The City Council endorsed the added expense by a unanimous vote. Although Alderman Kevin Huette supported the expense, he would have preferred even a rough estimate in the budget for the food and beverage plan.
"Then we are not caught near the end with a $500,000 expense wondering how we are going to pay for it," Huette said. "A contingency fund is there to pay for unforeseen and unexpected expenses on projects. Here we are tapping into it for an expense that we knew about."
Alderman Karen Schmidt also questioned the food and beverage plan expense during council discussion, but said she was not surprised the contingency fund would be used to pay for it.

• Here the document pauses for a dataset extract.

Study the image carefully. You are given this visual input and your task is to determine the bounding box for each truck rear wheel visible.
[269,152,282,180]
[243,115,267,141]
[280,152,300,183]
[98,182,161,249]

"We knew from the get-go there were going to be expenses we couldn't estimate," Schmidt said.
Overall, both aldermen said they were pleased at how construction is progressing and how it has remained within budget.
The Coliseum's contingency fund, now slightly more than $300,000, is built into the $37 million budget. With less than two months left on construction, Hamilton said he is confident what remains in the fund will be more than enough to cover any other expected costs.
Most construction projects budget 5 to 10 percent of a project's estimated costs for a contingency fund. But Hamilton said the city opted for a modest $1 million fund instead of something closer to $1.5 million to $3 million. "We thought we'd be fine with only a $1 million and I think it will prove that we will be fine," he said. "I haven't heard of any other large problems and construction is almost done."
Any money that remains in the fund after construction is completed will be returned to the city.
The 7,000-seat Coliseum is under construction at Madison and Front streets in downtown Bloomington. The building is expected to open March 31.